A neuroscience graduate student named James writes in with a question regarding validating Bayesian model comparison using synthetic data:

I [James] perform an experiment and collect real data. I want to determine which of 2 candidate models best accounts for the data. I perform (approximate) Bayesian model comparison (e.g., using BIC – not ideal I know, but hopefully we can suspend our disbelief about this metric) and select the best model accordingly.

I have been told that we can’t entirely trust the results of this model comparison because 1) we make approximations when performing inference (exact inference is intractable) and 2) there may be code bugs. It has sheen recommended that I should validate this model selection process by applying it on synthetic data generated from the 2 candidate models; the rationale is that if the true model is recovered in each case I can rely on the results of model comparison on the real data.

My question is: is this model recovery process something a Bayesian would do/do you think it is necessary?
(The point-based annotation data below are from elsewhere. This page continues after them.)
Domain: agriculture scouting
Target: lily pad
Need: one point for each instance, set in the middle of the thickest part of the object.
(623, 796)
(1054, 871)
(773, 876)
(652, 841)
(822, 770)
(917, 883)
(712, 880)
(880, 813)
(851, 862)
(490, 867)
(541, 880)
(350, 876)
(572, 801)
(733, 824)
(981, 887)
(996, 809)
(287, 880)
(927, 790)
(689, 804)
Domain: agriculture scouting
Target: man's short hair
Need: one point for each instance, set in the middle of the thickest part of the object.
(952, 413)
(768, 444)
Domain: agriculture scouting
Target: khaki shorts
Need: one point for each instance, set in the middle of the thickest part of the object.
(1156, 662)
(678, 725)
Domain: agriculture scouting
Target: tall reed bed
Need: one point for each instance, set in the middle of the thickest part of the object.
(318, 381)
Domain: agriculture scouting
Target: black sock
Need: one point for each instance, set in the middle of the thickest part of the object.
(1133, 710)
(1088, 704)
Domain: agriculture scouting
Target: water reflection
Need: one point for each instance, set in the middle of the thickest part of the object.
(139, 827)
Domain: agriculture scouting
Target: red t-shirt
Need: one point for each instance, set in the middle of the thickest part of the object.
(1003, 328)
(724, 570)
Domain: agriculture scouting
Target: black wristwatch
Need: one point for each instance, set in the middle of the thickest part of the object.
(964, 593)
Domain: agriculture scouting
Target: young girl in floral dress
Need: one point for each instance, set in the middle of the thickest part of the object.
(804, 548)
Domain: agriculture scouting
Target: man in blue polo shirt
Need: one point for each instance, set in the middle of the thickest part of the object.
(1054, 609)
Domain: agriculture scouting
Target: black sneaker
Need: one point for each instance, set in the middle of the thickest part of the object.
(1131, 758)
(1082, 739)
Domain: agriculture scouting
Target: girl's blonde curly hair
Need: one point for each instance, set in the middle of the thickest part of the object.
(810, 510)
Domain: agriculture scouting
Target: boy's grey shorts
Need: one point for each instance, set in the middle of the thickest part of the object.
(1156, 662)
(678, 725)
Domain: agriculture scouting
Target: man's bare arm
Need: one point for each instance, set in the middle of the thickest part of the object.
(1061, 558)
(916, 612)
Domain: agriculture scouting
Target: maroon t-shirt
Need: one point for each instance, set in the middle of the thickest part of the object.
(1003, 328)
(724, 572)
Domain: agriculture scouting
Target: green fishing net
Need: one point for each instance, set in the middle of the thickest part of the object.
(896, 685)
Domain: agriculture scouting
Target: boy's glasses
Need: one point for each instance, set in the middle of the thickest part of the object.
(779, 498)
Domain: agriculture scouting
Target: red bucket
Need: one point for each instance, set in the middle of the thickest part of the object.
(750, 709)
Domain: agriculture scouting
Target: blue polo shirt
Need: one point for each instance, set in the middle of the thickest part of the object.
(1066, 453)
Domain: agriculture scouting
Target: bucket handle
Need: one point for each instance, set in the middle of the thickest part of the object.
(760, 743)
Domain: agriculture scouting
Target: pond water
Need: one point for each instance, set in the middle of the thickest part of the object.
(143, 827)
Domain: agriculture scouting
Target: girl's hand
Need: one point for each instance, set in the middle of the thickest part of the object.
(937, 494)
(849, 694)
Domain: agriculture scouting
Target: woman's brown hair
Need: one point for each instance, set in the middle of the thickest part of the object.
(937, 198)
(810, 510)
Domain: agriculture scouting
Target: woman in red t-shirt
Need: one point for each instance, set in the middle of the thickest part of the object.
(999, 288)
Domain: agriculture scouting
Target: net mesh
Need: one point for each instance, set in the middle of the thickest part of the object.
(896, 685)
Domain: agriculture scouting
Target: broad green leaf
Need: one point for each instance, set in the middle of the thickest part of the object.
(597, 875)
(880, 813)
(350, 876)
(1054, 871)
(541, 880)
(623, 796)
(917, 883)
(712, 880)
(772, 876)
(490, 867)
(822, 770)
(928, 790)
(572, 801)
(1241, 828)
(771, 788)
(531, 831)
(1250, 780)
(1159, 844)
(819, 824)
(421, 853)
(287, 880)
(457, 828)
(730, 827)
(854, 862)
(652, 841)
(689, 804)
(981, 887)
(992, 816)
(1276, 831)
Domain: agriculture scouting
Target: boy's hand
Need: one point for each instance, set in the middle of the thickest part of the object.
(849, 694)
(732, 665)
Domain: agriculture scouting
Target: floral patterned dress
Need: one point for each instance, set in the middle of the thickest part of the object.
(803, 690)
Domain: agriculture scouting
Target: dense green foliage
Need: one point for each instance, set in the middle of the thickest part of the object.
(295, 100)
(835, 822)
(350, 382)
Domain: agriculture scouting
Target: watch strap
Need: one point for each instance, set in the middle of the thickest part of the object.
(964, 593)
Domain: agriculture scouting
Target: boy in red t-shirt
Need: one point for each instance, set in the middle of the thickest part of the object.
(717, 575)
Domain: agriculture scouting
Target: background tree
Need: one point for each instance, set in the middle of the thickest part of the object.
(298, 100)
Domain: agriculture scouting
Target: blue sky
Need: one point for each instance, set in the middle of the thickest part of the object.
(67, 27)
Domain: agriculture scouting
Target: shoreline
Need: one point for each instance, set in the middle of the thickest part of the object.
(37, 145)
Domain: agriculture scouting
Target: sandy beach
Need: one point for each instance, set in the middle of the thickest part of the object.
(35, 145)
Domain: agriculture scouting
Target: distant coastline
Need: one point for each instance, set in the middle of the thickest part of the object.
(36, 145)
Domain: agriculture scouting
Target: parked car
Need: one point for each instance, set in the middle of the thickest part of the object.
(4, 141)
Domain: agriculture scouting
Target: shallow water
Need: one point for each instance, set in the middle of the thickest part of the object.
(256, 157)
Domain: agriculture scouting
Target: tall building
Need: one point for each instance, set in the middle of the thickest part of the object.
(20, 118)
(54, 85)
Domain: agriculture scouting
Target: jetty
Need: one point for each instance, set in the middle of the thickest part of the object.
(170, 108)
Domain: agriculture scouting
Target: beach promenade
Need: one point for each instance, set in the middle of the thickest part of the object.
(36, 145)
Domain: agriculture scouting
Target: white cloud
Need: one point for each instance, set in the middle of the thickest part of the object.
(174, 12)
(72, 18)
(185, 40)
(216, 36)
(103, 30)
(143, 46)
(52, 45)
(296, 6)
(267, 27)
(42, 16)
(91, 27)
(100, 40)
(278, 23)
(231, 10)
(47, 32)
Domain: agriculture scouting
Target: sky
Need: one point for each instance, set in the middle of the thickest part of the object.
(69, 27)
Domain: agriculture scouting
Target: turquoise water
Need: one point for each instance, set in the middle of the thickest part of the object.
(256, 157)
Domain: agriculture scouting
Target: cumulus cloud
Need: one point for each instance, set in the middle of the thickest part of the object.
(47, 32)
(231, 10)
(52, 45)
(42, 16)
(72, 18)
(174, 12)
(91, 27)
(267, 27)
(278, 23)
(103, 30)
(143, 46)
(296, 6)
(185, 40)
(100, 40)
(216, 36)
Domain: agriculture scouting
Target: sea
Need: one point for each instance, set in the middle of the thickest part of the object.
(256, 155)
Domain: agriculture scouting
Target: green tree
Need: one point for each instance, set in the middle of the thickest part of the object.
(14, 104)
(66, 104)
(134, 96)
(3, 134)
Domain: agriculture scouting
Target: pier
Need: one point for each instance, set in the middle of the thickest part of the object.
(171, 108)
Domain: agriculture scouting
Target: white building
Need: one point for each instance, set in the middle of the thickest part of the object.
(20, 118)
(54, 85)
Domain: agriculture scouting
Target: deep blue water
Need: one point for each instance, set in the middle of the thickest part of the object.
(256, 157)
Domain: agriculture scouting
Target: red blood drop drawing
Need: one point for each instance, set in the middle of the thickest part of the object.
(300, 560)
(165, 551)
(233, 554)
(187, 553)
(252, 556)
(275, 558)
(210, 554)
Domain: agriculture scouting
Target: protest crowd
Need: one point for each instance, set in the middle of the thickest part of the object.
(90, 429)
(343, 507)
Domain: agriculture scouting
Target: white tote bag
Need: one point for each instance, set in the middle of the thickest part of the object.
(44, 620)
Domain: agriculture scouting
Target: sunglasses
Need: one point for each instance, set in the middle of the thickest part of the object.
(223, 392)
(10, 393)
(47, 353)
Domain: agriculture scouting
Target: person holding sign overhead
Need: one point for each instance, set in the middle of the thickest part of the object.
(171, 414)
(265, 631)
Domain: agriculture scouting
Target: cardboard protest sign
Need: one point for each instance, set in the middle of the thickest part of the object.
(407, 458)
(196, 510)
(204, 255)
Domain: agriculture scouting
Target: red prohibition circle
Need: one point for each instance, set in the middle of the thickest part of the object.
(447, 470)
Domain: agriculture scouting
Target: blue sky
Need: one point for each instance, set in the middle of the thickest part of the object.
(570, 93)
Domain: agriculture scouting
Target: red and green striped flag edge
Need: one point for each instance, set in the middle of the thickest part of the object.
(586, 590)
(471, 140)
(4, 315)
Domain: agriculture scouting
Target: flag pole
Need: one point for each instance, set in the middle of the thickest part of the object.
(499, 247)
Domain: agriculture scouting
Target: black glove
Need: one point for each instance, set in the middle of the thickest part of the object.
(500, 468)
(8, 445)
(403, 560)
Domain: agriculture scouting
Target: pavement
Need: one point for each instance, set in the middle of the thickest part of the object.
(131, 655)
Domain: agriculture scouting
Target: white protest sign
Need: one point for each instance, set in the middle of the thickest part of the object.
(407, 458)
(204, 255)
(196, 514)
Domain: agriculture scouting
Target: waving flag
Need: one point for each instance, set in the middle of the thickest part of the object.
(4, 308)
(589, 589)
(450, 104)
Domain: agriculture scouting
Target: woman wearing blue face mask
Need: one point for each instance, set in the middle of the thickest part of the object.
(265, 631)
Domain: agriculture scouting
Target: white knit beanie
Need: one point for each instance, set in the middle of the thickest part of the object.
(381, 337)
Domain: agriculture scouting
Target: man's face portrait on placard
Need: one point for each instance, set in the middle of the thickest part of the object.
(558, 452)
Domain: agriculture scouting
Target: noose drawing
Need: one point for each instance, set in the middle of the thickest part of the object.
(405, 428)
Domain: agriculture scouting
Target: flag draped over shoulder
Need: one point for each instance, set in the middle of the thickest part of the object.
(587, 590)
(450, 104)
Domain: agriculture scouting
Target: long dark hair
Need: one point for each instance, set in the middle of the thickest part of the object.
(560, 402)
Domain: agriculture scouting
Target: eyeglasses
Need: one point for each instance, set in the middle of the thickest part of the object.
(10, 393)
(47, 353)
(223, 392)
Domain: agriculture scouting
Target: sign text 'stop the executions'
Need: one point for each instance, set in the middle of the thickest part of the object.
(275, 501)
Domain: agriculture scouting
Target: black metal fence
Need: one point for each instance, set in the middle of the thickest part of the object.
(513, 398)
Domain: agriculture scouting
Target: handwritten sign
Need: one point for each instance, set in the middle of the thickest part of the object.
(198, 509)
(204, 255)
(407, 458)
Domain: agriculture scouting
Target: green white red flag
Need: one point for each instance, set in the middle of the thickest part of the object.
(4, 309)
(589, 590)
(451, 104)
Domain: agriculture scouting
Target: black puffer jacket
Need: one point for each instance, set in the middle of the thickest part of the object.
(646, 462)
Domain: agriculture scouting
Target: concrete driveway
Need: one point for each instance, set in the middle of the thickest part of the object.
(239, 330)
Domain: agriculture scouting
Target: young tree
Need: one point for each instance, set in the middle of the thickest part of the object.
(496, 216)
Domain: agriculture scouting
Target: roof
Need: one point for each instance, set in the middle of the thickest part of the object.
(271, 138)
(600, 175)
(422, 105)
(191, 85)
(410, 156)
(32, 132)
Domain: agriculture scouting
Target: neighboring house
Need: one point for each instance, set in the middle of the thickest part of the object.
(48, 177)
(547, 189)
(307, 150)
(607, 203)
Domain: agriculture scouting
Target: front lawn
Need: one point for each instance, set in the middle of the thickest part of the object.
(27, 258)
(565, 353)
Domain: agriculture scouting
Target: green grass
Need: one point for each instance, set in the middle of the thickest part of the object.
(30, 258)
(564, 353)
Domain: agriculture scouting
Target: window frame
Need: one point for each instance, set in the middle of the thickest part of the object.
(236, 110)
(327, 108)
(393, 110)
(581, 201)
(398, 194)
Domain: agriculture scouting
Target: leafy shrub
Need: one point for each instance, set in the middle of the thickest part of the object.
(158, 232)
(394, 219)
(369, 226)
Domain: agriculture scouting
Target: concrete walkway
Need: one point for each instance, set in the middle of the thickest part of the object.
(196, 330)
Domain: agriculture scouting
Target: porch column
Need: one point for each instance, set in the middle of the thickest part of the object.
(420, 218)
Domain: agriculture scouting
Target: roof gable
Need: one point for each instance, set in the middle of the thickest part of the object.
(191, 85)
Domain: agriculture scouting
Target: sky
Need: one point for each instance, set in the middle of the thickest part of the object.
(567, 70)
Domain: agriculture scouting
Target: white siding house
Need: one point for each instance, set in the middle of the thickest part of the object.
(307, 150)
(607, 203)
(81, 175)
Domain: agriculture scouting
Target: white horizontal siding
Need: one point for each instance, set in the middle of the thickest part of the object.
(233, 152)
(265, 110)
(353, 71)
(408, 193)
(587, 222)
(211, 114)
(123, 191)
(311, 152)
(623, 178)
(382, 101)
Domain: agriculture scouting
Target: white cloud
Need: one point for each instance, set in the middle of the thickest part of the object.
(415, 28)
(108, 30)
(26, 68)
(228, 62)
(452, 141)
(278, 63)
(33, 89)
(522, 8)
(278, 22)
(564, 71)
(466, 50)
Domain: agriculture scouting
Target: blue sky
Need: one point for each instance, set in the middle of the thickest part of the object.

I am wondering if it is not appropriate because it is conditional on the data having been generated from one of the 2 candidate models, both of which are presumably wrong; the true data that we collected in the experiment was presumably generated from a different model/process. I am wondering if it is sufficient to perform model comparison on the real data (without using recovery for validation) due to the likelihood principle – model comparison will tell us under which model the data is most probable.

I would love to hear your views on the appropriateness of model recovery and whether it is something a Bayesian would do (also taking practical considerations into account such as bugs/approximations).

I replied that quick recommendation is to compare the models using leave-one-out cross validation as discussed in this article from a few years ago.

James responded with some further questions:

1. In our experiment, we assume that each participant performs Bayesian inference (in a Bayesian non-parametric switching state-space model), however we fit the (hyper)parameters of the model using maximum likelihood estimation given the behaviour of each participant. Hence, we obtain point estimates of the model parameters. Therefore, I don’t think the methods in the paper you sent are applicable as they require access to the posterior over parameters? We currently perform model comparison using metrics such as AIC/BIC, which can be computed even thought we fit parameters using maximum likelihood estimation.

2. Can I ask why you are suggesting a method that assesses out-of-sample predictive accuracy? My (perhaps naive) understanding is that we want to determine which model among a set of candidate models best explains the data we have from our current experiment, not data that we could obtain in a future experiment. Or would you argue that we always want to use our model in the future so we really care about predictive accuracy?

3. The model recovery process I mentioned has been advocated for purely practical reasons as far as I can tell (e.g., the optimiser used to fit the models could be lousy, approximations are typically made to marginal likelihoods/predictive accuracies, there could be bugs in one’s code). So even if I performed model comparison using PSIS-LOO as you suggest, I could imagine that one could still advocate doing model recovery to check that the result of model comparison based on PSIS-LOO is reliable and can be trusted. The assumption of model recovery is that you really should be able to recover the true model when it is the set of models you are comparing – if you can’t recover the true model with reasonable accuracy, then you can’t trust the results of your model comparison on real data. Do you have any thoughts on this?

My brief replies:

1a. No need to perform maximum likelihood estimation for each participant. Just do full Bayes: that should give you better inferences. And, if it doesn’t, it should reveal problems with your model, and you’ll want to know that anyway.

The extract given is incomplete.